Sta-209 (Fall 2025) Homework #7

Directions:

Submit your work via the “Assignments” tab on Canvas
For this assignment you should record your answers/code using R Markdown
- Please upload HTML, Word, or PDF output created using R Markdown and make sure it contains your code, output, and written answers. You should not include extraneous output, such as printing an entire data frame.
- At this point in the course you are responsible for knowing how to properly knit an R Markdown document, so uploading any other file format will result in a point deduction on the assignment
Homework is an individual assignment. It’s okay to check your work or collaborate with your classmates, student mentors, and others, but it is not okay to pass off their work as your own.
- Please clearly acknowledge any help you get from individuals other than yourself, or resources other than the materials on our course website (such as external websites and AI)

Question #1

Previous assignments have introduced the American Community Survey (ACS) data set, which is a random sample of US adults that is collected as part of the US Census. The data provided below are from the most recent ACS (part of the 2020 Census):

acs = read.csv("https://remiller1450.github.io/data/EmployedACS.csv")

The ACS data linked above includes the following variables:

- Sex - '1' for males and '0' for females
- Age - age in years
- Married - '1' for married individuals and '0' for unmarried individuals
- Income - annual income (in thousands of dollars)
- HoursWk - average hours worked per week
- Race - self-described race
- USCitizen - citizenship status, '1' for US citizens and '0' for non-citizens
- HealthInsurance - '1' if the individual has health insurance, '0' otherwise
- Language - '1' if the individual’s first/native language is English, '0' otherwise

$~$

Part A: Consider using the annual incomes reported by ACS respondents to estimate the average income of all US adults.

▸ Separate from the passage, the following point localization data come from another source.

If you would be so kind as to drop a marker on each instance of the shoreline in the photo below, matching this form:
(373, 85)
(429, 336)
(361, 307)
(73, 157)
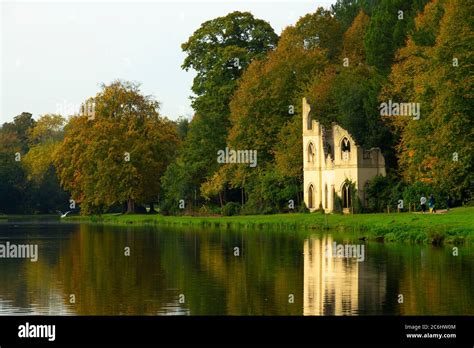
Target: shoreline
(454, 227)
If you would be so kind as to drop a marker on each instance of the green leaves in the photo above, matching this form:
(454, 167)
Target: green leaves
(120, 155)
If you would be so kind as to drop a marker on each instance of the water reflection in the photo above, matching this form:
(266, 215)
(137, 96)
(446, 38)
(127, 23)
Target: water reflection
(197, 272)
(339, 285)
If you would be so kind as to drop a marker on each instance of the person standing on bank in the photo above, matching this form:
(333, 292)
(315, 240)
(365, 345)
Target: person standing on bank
(423, 203)
(431, 204)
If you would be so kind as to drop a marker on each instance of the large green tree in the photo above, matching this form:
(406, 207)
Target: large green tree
(435, 70)
(219, 51)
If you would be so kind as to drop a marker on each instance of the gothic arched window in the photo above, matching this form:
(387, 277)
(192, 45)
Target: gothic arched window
(345, 149)
(310, 196)
(311, 153)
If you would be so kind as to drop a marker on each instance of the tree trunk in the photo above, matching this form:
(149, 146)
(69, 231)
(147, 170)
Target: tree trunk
(130, 206)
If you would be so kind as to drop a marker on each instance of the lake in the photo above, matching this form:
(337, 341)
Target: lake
(85, 269)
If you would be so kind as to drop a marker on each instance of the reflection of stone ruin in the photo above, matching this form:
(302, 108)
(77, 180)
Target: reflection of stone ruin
(331, 158)
(339, 286)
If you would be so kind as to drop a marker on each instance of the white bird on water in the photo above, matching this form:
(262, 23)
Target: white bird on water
(63, 215)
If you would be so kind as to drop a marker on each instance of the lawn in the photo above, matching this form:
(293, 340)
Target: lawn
(456, 226)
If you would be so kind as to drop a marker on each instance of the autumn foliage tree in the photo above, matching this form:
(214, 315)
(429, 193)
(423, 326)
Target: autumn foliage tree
(435, 70)
(118, 155)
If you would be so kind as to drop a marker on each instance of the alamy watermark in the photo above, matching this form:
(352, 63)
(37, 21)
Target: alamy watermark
(237, 156)
(400, 109)
(349, 251)
(20, 251)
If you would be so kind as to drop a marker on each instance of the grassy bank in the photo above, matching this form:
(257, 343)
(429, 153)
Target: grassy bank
(455, 227)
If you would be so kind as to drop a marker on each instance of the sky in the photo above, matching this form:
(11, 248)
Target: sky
(56, 54)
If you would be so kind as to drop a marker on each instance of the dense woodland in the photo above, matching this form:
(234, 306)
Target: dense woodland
(247, 95)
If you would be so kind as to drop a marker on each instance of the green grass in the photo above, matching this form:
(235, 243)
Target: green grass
(455, 227)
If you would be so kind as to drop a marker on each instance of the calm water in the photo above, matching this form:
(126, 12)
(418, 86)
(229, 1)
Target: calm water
(196, 272)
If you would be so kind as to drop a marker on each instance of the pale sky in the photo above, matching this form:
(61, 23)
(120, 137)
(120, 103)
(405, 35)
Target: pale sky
(54, 55)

Show how the margin of error of a 95% confidence interval is calculated in this scenario. You should get the calibration value, $c$, from StatKey, and you should show how the standard error is calculated as intermediate steps in your calculation.
Part B: Use the margin of error you found in Part A to produce a 95% confidence interval estimate for the average annual income of all US adults. Report the endpoints of the interval.
Part C: The average annual income in the ACS sample is $44,519. According to the confidence interval you found in Part B, is it plausible that the average annual income in the population represented by these data is $46,000? Briefly explain.
Part D: Use an appropriate R function to find a 90% confidence interval estimate for the difference in mean incomes of male and female US adults.
Part E: Based upon the interval you found in Part D, is it plausible males and females earn the same incomes (on average)? Briefly explain. $~$

Question #2

For each scenario described below, explain whether the change that is described will increase or decrease the width of the confidence interval estimate. Unless it is explicitly mentioned as changing, you are to assume that everything else involved in the calculation of the interval remains unchanged.

Part A: A random sample of $n=100$ is taken instead of a random sample of size $n=80$.
Part B: A quantitative variable is sampled from a population that is more homogeneous (less variability among its members) rather than from a population that is less homogeneous.
Part C: The confidence level is increased from 90% to 95%.
Part D: The interval uses the $t$-distribution as its underlying probability model rather than the Normal distribution.

$~$

Question #3

Below are various interpretations involving confidence interval estimates. You are to determine whether each interpretation is correct or incorrect. For any incorrect interpretations you must provide a one-sentence explanation of what is incorrect.

Part A: Suppose a scientifically rigorous study reports a 95% confidence interval estimate for the mean cholesterol level of US adults as (202.4, 225.6). This interval suggests 95% of the US adult population has a cholesterol level between 202.4 and 225.6.
Part B: A representative sample of $n=1000$ US adults is polled to gauge support for a proposed policy change. It was found that 57% of the sampled individuals supported the change, with a 90% confidence interval estimate of (0.53, 0.61). This interval tells us that 90% of future random samples of US adults will show between 53% and 61% of the population supporting the proposed change.
Part C: You and your friend each take a random sample and you each calculate a 95% confidence interval estimate for the proportion of student athletes at Grinnell who have taken a statistics course using a statistically valid procedure. Your friend’s sample contained $n=50$ student athletes, while yours only contained $n=30$ student athletes. This distinction leads your friend to conclude that their confidence interval is more likely to contain the true proportion than yours.